Bien connu des abonnés des listes de diffusion de SES et d’histoire, Yves Montenay rouvre aujourd’hui le débat. Dans un livre écrit d’une plume alerte pour le grand public, il passe en revue les grands mythes et les véritables causes du sous-développement.
Le premier chapitre règle son compte à cette idée reçu : le mythe du fossé nord-sud. Aux pessimistes polarisés sur le sort des plus pauvres, Montenay oppose le cas des masses asiatiques, dont le régime de croissance laisse envisager un rattrapage rapide des niveaux de vie occidentaux. La Chine et les NPIA montrent la voie aux pays les plus pauvres.

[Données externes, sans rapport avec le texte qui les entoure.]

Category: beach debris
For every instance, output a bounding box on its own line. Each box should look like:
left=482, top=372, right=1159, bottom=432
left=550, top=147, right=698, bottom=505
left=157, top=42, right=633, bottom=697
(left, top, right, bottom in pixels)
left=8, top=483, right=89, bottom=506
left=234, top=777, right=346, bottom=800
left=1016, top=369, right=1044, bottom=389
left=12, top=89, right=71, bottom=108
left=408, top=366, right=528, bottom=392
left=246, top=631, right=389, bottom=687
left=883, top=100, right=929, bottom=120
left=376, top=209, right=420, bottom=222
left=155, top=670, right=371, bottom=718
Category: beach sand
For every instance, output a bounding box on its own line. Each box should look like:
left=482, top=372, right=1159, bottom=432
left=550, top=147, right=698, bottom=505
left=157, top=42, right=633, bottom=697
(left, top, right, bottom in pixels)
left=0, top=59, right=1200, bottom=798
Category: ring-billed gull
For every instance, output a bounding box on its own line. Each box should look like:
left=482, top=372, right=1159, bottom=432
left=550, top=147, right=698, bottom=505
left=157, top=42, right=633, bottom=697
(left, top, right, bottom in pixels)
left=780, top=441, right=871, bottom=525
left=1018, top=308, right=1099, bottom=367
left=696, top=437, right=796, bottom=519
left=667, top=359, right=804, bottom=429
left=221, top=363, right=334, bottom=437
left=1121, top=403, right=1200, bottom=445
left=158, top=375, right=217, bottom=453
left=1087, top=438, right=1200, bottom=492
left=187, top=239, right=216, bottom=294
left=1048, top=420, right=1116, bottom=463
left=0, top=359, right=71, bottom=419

Encore faut-il que ces derniers cessent d’imputer aux autres la cause de leurs maux. Le sophisme du sous-développement comme produit de l’impérialisme a fait des ravages. Par exemple, on pouvait lire en 1980 dans El Moujahid : « Aux yeux de l’histoire, il est bien établi que le sous-développement de tous les pays du tiers-monde est une somme de privations, de spoliations et d’usurpations découlant de plusieurs siècles d’occupation et d’exploitation coloniales ».
Malheureusement, la colonisation ne saurait servir davantage d’alibi : le sous-développement de l’Algérie doit moins à la colonisation française qu’aux errements du socialisme algérien.
En fait, Jacques Marseille a montré que ce sont plutôt les colonies qui ont exploité la métropole ! Ces danseuses de la République engloutissait bon an mal an 10 % des recettes fiscales de l’Etat français (2). Pour cette raison, le grand patronat fut, dès les années 30, partisan du lâchage des colonies. A la veille des indépendances, Raymond Cartier se rendra célèbre en lançant dans Match son fameux « La Corrèze avant le Zambèze ».
Dans un chapitre particulièrement réussi, l’auteur s’attaque ensuite au sophisme du pillage du Tiers-Monde. Il examine tour à tour la thèse de l’épuisement des matières premières et de la détérioration tendancielle des termes de l’échange (3). Avec ce moment d’anthologie lorsqu’il envisage la question du commerce équitable : le « juste prix » appliqué à tous les producteurs de café, cela reviendrait à payer les paysans du tiers monde pour produire des tonnes d’excédent qu’il faudrait ensuite détruire. Mieux vaudrait affecter cet argent à l’éducation, à la santé ou aux infrastructures.
De façon générale, Montenay est convaincant quand il disqualifie l’explication du sous-développement par des causes externes. Il cite le socialiste Charles-André Julien : « il n’y a pas d’histoire colonialiste, il n’y a pas d’histoire anticolonialiste, il y a l’Histoire. Croire qu’il faut absoudre les abus actuels des pays qui l’ont subie, je ne peux le souffrir. Le plus grand service que l’on puisse rendre aux pays anciennement colonisés, c’est la vérité ».
Et la vérité, c’est que les causes du sous-développement se trouvent dans les nations du Tiers-monde. Ici, l’auteur retient deux grandes catégories de causes : le facteur culturel et le facteur politique. On regrettera que les causes géographiques soient évacuées de façon un peu cavalières (4).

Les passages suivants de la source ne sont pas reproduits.